Mega Dodo 2016
Material myth-making from the inhabitants of ethereal otherworld: famed Irish duo condense their murk for all to see.
This little collective seemed a vital piece in an Éire musical mosaic, and their three Charisma albums traced Leo O’Kelly and Sonny Condell’s progress from acoustic troubadours to full-fledged folk rockers, yet it took the veterans more than four decades to grace the studio again. The result was 2015’s “The Dark Dance” – brought on-stage in Putney on the day of its release and preserved for posterity here – a success and a natural successor to an original records run.
The “Half Moon” performance encompasses all the duo’s history, including their wilderness years when Sonny and Leo started to play the drily rocking “Eyelids Into Snow” that has yet to see a non-concert release, but starting with “Time Is Like A Promise” which, aeons ago, opened the group’s self-titled debut and, while still gentle, turned youthful hope into a seasoned traveler’s rumination on life lived on the road now. Two voices’ twine timelessly smooth and two guitars’ web eternally light, the past taps into the present in the elegiac haze of “I Have Known Love” and three more new tunes, the gloomy ones, as “Ricochet” drowns screams in a sparsely echoing trance and “You In Yellow” weaves a heart-wrenching fiddle in its fabric.

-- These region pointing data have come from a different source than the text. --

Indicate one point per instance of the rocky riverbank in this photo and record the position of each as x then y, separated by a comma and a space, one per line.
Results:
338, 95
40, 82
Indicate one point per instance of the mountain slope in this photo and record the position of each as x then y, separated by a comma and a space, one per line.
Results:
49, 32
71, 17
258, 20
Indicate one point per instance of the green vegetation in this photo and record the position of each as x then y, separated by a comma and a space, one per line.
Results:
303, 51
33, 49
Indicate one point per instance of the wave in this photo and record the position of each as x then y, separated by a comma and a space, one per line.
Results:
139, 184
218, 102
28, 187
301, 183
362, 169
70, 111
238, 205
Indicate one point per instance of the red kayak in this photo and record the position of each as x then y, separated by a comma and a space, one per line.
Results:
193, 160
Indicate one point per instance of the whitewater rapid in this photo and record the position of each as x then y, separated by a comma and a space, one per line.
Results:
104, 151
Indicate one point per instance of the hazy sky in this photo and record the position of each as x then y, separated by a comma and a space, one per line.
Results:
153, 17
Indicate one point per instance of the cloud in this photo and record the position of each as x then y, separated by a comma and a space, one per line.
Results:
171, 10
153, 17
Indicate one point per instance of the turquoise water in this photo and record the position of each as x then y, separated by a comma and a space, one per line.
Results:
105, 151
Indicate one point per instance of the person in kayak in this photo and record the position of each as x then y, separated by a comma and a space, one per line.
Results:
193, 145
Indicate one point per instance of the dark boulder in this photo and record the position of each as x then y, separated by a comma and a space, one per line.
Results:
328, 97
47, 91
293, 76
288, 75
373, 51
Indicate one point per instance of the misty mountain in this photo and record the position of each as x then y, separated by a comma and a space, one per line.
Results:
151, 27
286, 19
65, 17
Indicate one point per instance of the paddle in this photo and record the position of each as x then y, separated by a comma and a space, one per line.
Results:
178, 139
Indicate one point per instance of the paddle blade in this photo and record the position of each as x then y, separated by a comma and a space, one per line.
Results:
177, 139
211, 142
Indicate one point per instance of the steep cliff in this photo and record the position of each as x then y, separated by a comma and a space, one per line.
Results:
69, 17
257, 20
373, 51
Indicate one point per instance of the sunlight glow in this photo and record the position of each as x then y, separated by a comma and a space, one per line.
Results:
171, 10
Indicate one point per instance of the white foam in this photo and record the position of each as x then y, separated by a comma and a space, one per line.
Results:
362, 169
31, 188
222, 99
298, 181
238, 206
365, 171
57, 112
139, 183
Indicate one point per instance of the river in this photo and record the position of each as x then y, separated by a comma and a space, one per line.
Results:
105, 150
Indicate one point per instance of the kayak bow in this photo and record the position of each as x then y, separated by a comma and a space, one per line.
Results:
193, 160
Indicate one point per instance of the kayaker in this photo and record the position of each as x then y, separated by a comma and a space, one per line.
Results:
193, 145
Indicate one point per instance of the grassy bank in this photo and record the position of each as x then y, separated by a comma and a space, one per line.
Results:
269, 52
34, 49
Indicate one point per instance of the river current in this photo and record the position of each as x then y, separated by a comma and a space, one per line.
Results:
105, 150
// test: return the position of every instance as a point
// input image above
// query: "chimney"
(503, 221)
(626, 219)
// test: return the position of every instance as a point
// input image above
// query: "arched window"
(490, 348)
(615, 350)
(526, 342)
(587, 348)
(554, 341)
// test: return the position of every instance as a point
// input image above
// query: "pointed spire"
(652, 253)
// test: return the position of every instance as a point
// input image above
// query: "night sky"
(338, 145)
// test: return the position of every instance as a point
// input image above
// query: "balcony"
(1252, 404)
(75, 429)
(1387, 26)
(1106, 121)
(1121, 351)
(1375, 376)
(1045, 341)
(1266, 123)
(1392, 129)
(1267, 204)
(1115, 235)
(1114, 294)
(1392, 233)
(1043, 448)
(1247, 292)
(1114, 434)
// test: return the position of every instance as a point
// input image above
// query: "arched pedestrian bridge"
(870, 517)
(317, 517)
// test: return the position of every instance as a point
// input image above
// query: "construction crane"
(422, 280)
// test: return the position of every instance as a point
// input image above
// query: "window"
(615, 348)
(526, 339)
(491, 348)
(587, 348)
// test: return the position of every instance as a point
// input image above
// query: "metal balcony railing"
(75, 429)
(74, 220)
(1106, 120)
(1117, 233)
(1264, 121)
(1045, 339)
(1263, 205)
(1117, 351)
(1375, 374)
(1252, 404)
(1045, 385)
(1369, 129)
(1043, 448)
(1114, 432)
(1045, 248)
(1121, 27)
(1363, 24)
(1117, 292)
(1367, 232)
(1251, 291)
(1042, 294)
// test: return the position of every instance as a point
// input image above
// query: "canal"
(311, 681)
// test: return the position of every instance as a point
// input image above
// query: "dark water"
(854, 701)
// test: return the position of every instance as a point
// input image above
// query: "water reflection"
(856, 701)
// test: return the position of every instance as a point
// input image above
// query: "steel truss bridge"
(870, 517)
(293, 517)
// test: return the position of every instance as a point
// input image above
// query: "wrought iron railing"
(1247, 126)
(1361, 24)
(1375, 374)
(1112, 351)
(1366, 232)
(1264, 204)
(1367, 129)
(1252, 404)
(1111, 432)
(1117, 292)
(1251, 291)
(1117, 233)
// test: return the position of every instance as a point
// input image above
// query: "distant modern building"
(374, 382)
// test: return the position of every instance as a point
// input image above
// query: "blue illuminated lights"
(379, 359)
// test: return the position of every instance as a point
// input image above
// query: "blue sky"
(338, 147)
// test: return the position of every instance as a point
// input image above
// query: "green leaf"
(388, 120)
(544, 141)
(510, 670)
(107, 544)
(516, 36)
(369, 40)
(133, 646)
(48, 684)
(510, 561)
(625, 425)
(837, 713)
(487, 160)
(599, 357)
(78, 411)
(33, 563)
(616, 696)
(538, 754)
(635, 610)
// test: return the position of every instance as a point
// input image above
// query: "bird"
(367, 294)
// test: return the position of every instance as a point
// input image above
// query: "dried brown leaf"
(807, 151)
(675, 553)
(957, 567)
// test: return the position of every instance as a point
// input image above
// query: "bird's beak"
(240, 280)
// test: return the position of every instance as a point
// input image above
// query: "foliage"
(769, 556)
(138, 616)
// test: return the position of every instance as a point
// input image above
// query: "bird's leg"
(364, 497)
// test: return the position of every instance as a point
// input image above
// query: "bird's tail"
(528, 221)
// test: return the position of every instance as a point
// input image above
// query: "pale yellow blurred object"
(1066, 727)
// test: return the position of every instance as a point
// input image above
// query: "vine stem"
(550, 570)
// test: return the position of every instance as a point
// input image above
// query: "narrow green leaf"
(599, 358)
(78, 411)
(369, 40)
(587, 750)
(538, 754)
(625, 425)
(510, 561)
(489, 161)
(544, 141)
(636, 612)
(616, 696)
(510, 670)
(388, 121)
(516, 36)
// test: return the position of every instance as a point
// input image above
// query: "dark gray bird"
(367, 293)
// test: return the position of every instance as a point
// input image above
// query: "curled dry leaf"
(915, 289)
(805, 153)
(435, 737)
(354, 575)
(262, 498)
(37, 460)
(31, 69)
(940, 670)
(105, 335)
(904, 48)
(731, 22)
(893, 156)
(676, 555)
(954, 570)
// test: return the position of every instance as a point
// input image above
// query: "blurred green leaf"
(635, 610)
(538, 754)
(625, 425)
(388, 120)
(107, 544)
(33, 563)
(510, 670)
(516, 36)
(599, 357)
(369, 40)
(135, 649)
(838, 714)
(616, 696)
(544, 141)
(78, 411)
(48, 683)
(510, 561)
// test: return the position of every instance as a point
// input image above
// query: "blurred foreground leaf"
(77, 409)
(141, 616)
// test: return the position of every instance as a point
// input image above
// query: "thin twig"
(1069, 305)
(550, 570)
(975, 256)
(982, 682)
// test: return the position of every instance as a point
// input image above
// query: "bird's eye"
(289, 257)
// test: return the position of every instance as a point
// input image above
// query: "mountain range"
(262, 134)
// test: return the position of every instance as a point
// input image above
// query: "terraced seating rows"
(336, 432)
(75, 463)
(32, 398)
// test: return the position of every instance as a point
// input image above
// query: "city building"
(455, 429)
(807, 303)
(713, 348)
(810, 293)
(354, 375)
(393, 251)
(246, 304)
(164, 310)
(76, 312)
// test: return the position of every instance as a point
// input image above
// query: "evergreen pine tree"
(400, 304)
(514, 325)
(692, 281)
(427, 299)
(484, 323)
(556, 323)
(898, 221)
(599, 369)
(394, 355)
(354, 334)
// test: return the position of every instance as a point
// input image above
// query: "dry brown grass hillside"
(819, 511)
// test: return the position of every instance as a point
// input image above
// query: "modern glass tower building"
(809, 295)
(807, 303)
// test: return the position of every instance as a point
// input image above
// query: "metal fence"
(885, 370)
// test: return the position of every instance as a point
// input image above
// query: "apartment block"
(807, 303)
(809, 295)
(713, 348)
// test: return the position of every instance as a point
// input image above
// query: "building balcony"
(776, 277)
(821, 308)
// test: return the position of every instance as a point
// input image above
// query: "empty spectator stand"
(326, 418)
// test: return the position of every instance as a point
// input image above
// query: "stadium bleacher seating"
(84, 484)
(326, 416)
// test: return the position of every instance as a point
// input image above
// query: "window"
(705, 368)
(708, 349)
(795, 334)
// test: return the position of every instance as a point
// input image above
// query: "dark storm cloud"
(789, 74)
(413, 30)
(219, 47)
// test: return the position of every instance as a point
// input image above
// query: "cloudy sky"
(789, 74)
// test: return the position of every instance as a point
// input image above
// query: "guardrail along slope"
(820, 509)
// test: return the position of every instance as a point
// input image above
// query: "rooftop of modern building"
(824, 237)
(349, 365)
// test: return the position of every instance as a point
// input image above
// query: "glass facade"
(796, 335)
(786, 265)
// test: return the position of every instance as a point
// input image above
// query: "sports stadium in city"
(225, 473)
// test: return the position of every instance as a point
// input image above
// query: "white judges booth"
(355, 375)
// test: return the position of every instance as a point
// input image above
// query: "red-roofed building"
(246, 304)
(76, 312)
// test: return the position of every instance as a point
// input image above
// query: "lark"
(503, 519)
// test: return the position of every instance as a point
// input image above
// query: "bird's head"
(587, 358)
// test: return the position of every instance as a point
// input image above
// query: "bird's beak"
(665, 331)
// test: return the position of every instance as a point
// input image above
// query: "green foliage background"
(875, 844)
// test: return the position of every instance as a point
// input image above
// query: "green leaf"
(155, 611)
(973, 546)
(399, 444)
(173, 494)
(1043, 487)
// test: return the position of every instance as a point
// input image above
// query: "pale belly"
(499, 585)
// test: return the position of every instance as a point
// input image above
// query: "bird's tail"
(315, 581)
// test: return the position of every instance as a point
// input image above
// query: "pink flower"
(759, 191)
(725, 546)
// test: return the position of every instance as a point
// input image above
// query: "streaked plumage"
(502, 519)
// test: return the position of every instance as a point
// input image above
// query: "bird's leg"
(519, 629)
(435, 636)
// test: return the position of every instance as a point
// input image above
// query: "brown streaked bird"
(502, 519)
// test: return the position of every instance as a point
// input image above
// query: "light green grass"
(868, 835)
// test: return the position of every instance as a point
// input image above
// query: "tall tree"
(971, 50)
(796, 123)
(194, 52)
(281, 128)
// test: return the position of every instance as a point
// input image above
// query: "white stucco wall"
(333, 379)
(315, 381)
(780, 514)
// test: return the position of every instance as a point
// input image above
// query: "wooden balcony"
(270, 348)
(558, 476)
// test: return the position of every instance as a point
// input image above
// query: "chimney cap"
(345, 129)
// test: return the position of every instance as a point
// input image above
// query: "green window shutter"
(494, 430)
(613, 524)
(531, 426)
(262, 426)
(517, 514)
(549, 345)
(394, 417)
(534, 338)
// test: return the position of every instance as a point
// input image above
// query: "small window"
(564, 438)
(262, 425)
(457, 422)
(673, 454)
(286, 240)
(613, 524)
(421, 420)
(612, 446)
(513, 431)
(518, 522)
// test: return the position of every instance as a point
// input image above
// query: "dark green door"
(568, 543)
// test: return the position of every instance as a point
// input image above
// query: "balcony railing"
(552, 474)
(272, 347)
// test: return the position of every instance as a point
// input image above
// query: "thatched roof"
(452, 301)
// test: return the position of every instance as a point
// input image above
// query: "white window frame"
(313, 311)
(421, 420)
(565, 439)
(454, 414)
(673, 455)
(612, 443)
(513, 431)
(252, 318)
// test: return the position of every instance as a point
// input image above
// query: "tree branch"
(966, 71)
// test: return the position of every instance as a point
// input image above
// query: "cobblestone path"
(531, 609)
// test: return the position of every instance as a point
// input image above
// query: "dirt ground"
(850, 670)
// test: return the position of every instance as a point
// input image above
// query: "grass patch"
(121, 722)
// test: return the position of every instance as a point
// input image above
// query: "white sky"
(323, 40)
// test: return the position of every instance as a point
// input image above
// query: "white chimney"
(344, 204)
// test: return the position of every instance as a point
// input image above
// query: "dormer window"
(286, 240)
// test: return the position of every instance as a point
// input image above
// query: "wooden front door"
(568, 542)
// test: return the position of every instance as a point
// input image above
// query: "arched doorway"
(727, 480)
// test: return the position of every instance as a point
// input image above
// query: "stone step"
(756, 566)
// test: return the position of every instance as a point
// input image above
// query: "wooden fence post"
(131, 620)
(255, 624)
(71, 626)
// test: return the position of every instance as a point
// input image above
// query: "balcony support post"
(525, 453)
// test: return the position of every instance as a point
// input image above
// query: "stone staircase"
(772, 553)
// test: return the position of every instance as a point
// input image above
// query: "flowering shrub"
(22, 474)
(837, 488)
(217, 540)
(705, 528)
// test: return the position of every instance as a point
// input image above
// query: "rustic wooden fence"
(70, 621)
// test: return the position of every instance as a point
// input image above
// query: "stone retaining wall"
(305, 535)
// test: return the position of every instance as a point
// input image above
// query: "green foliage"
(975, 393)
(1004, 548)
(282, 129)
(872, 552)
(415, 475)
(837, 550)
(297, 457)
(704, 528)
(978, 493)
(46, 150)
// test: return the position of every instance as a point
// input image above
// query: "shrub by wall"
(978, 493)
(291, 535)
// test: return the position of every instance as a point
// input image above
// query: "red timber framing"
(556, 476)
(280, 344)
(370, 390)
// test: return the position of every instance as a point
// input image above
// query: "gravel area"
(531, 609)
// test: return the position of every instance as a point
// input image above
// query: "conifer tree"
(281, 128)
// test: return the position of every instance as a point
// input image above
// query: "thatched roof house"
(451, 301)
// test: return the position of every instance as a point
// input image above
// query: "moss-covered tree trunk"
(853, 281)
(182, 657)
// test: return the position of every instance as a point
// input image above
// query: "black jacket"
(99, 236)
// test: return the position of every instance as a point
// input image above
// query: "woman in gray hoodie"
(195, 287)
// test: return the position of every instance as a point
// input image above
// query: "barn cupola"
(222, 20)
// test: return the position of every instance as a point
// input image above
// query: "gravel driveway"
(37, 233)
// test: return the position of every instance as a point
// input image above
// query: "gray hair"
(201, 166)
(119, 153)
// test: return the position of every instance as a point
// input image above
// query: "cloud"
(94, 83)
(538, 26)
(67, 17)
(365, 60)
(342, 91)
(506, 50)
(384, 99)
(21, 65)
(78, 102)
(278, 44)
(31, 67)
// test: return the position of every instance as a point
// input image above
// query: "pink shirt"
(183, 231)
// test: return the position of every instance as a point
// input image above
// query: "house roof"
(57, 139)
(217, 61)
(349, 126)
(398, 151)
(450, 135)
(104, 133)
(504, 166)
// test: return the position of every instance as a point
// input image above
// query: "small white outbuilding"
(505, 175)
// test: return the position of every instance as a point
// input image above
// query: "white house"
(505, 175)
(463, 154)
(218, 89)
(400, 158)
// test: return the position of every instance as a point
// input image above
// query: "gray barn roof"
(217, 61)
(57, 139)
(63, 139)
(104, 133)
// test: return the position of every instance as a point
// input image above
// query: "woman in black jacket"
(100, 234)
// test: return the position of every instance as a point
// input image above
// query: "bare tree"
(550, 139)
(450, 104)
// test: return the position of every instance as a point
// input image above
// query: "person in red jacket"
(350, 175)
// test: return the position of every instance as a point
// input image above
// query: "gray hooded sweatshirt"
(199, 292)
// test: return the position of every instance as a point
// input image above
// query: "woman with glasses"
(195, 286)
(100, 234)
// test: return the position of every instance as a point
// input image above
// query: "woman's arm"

Paradoxically, in front of the audience, the pieces’ aloofness increases, but then there are “Looking Up” whose electric charge is mesmeric, marrying drone to a twang, and the merry “The Lady I Love” off "A Tear And A Smile" which gets unhinged to exist in the moment of delivery. The only saggy spot of it all is the show’s only cut from "Strong In The Sun", as “Free Ride” has somehow lost its momentum towards the finale, before “Two White Horses” slowly rides into the sunset leaving an impression that the night of the dark dance wouldn’t be TIR NA NOG’s last. Their fire is still burning bright in the shadow of time.